BONUS: Expose the Endpoint on Instance Start

To avoid having to ssh into the instance and start the uvicorn server up manually, let's create a serving that will start it whenever we start up the instance.

  1. Allocate an Elastic IP to your instance

  2. Change the nginx server IP

    Start your instance and ssh in

    Open the nginx server file

    cd /etc/nginx/sites-enabled/
    sudo nano stablediffusion

    Inside the file change the server_name IP to your new elastic IP (server_name is replaced by the Public IP of your AWS instance)

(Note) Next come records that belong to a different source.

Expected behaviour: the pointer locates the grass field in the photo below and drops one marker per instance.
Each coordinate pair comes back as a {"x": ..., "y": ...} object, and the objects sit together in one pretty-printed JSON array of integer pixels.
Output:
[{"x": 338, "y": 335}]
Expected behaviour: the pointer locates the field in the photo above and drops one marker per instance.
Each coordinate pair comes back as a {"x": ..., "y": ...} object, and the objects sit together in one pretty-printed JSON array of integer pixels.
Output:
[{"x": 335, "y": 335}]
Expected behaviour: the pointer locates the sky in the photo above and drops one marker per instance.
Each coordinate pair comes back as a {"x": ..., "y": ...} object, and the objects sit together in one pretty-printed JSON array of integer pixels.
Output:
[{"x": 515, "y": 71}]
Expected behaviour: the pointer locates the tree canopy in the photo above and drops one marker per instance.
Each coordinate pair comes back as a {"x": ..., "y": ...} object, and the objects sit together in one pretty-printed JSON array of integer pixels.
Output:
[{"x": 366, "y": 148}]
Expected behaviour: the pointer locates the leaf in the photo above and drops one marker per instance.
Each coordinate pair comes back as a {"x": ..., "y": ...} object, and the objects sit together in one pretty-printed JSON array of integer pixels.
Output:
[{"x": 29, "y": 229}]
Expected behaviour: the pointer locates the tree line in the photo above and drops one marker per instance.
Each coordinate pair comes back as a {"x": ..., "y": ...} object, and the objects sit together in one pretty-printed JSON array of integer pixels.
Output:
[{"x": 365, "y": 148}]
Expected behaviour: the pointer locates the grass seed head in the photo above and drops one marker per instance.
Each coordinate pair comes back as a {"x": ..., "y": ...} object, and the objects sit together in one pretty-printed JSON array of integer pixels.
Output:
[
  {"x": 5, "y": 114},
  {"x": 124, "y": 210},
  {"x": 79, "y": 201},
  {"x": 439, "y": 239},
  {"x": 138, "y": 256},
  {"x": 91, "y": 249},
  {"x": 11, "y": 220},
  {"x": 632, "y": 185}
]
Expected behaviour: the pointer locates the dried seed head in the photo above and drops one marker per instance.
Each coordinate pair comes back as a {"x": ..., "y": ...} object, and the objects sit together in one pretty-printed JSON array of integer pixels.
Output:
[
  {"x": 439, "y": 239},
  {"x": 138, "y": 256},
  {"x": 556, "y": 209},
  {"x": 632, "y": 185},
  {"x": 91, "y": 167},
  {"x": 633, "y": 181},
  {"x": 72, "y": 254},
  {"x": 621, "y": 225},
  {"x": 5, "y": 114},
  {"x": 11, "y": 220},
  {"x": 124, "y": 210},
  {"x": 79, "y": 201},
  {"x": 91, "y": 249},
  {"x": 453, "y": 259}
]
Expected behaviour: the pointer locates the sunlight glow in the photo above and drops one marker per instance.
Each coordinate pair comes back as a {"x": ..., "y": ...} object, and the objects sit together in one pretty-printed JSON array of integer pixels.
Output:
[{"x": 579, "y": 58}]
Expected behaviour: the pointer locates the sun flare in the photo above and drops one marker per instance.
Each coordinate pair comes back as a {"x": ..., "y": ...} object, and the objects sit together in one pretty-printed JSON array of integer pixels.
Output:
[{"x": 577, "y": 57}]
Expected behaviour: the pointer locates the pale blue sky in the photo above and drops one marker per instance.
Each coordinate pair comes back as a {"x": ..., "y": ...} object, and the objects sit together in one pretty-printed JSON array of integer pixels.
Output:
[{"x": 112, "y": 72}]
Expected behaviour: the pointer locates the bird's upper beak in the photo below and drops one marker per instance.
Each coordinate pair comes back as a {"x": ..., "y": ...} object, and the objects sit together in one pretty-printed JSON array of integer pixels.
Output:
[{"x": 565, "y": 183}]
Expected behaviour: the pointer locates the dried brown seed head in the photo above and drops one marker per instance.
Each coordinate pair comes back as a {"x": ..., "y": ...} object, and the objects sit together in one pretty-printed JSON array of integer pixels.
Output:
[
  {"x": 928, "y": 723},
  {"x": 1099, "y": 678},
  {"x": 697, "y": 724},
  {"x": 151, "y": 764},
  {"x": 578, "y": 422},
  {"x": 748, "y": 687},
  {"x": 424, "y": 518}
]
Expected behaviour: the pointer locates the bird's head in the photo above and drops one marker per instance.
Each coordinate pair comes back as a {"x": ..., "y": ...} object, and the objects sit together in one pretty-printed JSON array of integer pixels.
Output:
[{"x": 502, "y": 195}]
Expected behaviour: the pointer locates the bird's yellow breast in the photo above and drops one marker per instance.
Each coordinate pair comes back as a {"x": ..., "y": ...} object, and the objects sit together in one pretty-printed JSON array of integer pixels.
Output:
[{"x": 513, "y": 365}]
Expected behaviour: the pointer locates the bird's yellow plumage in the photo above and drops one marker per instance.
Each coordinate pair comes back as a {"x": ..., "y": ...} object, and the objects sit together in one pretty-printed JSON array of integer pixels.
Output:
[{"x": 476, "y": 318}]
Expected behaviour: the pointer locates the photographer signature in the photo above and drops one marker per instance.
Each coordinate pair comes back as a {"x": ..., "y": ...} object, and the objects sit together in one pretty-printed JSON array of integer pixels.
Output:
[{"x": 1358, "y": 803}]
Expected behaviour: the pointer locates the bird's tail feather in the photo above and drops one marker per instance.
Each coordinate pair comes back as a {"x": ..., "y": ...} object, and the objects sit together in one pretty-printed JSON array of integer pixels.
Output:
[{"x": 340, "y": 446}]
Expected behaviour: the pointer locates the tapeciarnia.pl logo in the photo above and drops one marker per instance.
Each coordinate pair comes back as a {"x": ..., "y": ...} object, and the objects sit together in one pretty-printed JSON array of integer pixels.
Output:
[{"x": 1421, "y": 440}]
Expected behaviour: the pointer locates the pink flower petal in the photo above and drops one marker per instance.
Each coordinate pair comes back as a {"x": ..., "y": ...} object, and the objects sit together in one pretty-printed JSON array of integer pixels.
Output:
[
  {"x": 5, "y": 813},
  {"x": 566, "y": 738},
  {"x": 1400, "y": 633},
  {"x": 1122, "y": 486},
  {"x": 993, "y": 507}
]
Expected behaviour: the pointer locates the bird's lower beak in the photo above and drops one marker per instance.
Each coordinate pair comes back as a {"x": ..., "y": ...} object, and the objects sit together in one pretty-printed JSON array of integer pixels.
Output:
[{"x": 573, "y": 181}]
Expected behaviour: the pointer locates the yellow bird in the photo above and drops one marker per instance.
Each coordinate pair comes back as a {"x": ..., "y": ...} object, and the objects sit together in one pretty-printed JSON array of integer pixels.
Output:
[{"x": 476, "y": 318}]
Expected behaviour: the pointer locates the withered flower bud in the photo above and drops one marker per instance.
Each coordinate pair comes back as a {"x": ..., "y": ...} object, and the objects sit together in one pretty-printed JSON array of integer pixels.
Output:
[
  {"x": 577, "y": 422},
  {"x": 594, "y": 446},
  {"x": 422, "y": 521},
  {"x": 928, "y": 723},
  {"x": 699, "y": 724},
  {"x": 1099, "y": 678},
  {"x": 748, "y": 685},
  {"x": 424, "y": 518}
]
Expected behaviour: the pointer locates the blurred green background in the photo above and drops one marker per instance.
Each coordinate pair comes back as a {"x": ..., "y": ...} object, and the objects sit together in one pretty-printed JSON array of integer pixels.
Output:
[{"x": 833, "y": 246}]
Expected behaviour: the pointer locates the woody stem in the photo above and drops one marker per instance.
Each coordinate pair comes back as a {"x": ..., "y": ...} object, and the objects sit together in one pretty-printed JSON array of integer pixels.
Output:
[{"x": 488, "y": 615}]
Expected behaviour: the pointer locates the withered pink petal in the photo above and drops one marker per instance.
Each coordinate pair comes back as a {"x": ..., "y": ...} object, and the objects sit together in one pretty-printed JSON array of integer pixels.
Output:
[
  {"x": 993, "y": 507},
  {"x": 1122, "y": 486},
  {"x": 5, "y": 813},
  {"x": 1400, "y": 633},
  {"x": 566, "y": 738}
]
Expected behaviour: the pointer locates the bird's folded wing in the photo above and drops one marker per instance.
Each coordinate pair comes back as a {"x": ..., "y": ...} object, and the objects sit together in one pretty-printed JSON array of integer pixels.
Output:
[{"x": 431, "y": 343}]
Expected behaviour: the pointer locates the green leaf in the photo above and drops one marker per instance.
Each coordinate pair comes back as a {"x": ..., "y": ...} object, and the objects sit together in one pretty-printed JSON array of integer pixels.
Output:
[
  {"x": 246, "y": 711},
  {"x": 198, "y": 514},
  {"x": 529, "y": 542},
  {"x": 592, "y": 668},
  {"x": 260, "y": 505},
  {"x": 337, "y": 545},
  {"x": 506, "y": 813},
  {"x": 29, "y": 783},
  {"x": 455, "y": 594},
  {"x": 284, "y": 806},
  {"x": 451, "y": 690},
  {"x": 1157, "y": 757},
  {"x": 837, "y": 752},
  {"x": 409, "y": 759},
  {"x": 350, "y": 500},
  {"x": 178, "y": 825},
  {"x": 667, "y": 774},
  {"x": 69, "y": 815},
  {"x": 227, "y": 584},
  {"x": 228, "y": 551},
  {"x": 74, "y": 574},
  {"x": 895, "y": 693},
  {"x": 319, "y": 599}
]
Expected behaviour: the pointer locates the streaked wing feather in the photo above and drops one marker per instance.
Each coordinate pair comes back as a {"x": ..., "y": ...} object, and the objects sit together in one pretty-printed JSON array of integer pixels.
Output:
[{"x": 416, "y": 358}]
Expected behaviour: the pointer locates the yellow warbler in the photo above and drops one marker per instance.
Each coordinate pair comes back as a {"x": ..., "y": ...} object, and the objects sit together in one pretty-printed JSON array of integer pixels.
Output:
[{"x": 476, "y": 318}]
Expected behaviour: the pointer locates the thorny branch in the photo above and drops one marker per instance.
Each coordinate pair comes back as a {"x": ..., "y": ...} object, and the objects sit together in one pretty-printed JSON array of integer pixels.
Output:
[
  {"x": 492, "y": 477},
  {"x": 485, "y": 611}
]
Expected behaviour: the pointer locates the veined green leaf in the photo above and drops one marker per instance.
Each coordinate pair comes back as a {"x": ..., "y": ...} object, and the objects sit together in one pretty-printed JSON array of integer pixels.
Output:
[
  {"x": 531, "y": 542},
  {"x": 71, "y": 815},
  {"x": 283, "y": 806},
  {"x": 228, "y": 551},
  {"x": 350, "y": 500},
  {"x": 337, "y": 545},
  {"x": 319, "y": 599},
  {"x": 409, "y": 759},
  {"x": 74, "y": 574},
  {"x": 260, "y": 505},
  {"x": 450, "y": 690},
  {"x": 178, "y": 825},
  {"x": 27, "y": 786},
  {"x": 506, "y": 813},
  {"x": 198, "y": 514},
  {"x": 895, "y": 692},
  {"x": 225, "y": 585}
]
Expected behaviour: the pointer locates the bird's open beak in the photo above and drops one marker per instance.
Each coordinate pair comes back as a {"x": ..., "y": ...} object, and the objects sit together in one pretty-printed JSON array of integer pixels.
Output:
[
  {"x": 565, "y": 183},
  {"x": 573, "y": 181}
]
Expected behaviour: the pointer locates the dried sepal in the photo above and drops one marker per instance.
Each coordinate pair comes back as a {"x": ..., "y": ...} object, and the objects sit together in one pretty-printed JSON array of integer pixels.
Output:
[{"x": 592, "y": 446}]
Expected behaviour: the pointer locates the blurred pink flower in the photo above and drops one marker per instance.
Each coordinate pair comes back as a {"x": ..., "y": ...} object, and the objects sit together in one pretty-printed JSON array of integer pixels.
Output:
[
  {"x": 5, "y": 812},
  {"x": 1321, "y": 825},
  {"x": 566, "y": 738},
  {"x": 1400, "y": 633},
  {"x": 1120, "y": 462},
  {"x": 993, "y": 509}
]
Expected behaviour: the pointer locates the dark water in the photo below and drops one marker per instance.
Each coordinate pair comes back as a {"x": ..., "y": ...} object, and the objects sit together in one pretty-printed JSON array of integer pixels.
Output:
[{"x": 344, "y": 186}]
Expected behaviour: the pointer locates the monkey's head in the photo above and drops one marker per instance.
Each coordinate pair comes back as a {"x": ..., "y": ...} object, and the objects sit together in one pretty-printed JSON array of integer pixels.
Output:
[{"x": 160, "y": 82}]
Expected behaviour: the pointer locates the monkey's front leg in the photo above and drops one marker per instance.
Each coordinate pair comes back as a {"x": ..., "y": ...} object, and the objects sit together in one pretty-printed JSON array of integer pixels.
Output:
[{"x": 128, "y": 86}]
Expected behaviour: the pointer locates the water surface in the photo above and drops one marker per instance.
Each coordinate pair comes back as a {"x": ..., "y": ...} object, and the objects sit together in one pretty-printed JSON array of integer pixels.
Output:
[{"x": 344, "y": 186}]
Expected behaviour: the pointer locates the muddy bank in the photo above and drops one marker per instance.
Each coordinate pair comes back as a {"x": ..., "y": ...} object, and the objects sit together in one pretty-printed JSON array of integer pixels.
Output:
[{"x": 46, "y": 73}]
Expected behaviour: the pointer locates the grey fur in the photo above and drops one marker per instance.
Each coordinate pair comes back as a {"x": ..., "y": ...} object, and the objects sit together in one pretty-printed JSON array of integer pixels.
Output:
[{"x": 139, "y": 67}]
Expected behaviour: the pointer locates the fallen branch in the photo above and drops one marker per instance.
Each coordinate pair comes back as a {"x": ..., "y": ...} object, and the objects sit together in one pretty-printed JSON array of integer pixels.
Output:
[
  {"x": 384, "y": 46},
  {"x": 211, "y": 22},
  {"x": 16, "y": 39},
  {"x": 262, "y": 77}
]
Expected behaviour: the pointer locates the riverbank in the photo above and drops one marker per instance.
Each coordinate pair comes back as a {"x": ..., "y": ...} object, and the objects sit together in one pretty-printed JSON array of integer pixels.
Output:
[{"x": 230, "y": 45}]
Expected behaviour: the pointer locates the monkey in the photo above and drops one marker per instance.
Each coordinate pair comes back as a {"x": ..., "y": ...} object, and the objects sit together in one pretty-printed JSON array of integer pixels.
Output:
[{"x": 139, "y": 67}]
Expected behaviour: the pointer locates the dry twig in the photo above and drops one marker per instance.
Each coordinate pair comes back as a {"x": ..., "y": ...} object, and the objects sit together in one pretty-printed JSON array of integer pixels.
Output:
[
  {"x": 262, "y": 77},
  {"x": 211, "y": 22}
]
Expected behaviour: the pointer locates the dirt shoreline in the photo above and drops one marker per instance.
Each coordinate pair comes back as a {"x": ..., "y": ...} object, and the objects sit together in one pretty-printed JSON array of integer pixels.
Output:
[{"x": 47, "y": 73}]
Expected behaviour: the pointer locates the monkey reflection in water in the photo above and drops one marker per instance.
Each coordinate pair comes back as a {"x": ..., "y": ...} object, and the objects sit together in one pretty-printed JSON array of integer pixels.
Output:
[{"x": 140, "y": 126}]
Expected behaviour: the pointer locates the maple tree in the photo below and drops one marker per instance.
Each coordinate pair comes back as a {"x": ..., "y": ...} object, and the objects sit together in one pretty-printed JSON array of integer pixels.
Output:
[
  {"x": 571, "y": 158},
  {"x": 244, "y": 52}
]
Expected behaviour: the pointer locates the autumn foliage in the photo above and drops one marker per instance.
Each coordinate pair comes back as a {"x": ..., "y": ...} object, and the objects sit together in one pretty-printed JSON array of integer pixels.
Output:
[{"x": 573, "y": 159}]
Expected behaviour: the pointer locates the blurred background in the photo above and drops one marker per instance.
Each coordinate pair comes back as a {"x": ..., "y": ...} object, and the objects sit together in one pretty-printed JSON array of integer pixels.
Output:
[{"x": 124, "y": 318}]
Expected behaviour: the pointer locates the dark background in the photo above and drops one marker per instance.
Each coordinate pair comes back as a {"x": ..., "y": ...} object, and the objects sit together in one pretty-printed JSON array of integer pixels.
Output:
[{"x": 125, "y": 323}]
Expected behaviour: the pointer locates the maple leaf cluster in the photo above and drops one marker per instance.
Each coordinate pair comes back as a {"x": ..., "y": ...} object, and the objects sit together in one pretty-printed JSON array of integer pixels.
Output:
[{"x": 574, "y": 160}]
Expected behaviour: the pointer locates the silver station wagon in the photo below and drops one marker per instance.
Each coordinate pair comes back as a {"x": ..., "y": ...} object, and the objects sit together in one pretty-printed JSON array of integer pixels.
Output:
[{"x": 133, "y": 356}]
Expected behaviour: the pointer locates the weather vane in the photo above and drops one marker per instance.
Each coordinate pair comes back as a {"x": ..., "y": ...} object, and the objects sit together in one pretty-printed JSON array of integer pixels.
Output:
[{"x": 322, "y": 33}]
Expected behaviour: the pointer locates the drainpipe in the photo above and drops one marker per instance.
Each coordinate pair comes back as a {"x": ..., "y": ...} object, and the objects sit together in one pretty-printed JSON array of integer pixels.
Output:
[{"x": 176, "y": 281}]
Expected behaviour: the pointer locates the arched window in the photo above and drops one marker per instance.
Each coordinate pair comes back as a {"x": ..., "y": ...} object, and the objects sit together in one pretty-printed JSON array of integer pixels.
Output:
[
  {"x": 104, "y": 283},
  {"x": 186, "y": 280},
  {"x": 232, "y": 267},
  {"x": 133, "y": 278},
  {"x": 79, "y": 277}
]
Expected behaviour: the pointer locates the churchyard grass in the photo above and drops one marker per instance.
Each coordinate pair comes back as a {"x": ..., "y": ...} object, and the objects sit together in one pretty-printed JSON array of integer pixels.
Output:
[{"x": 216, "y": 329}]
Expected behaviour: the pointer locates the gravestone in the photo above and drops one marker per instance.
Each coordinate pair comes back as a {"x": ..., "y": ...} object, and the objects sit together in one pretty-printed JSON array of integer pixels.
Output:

    Save the file with Ctrl + X and then Enter to confirm the name.

    Restart the server

    sudo service nginx restart
  3. Create a new start-up service to run the uvicorn server

    Create the service file

    cd /etc/systemd/system/
    sudo nano run_server.service

    Paste the following inside the file (change any paths which are different for you)

    [Unit]
    Description=Run Uvicorn Server
    After=network.target
    
    [Service]
    User=ubuntu
    WorkingDirectory=/home/ubuntu/stablediffusion-fastapi
    ExecStart=/home/ubuntu/miniconda3/envs/stable-diffusion/bin/uvicorn main:app
    Restart=always
    
    [Install]
    WantedBy=multi-user.target
    

    Save the file with Ctrl + X and then Enter to confirm the name.

    Reload the systemd manager configuration

    sudo systemctl daemon-reload

    Enable the service on start-up

    sudo systemctl enable run_server.service
  4. The service will now run everytime you start the instance. Remember to give it a minute or 2 to set up the server and load the model pipeline before it will work.